When I was 15, I spent a summer working at Music World at the Albion Mall. I’ve written before about how that played out — I was fired for being terrible at my job — but getting up every day and going to the mall to work was like getting up and going to Buckingham Palace. On break, I cruised the T-shirt stands and smoke shops; stared in the windows of the Supercutz watching older kids get punk haircuts; and snuck into the twin cinemas to see the next Planet of the Apes trailer.

Those early malls spun off strip malls. There was one in every suburban neighbourh­ood: a half-block of drugstores and bowling alleys. It was at the back of Westway Plaza that I took guitar lessons for the first time in a cramped room filled with hippies and weirdos trying to learn “Black Magic Woman.” On weekends, local bands would set up in the shop, and after school started, me and my friends would hang out on our bikes and watch them set up and play. Like the bigger malls, there was life here, too. Culture had barnacled to consumeris­m, and if you charted the origin of new Canadian music in the ’80s and ’ 90s, the lines would lead to parking lot plaza pavement.

Eventually, strip malls blossomed — “blossom” is the wrong word — into big-box stores that loomed over the suburbs like malls on steroids.

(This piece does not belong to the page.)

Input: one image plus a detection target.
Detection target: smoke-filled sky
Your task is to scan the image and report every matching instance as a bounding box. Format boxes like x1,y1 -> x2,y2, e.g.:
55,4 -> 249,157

Like most forms of consumeris­m, developers pressed their luck, and some of these grey wastelands made places like Cloverdale Mall look like the Taj Mahal.

Big-box outlets eagerly and impatientl­y doubled and tripled in numbers, gorging upon whatever was left of space on the fringes of the city. As we’ve seen with the quick demise of Target, and, most recently, Future Shop, this glut could not sustain, and because they offered no promenade, people looked elsewhere, especially in the city. Suddenly, there were people here in the streets, in the parks, in the shops. The light drained from many of the former beacons of consumeris­m, and the citizenry fell over each other trying to get back downtown.

I went back to the Albion Mall a few years ago. I had to remember what it was like, and to measure how far away those days were from there to here. From the outside, the mall seemed the same, but inside, it was empty. I left the Albion Mall. I ain’t ever going back there again.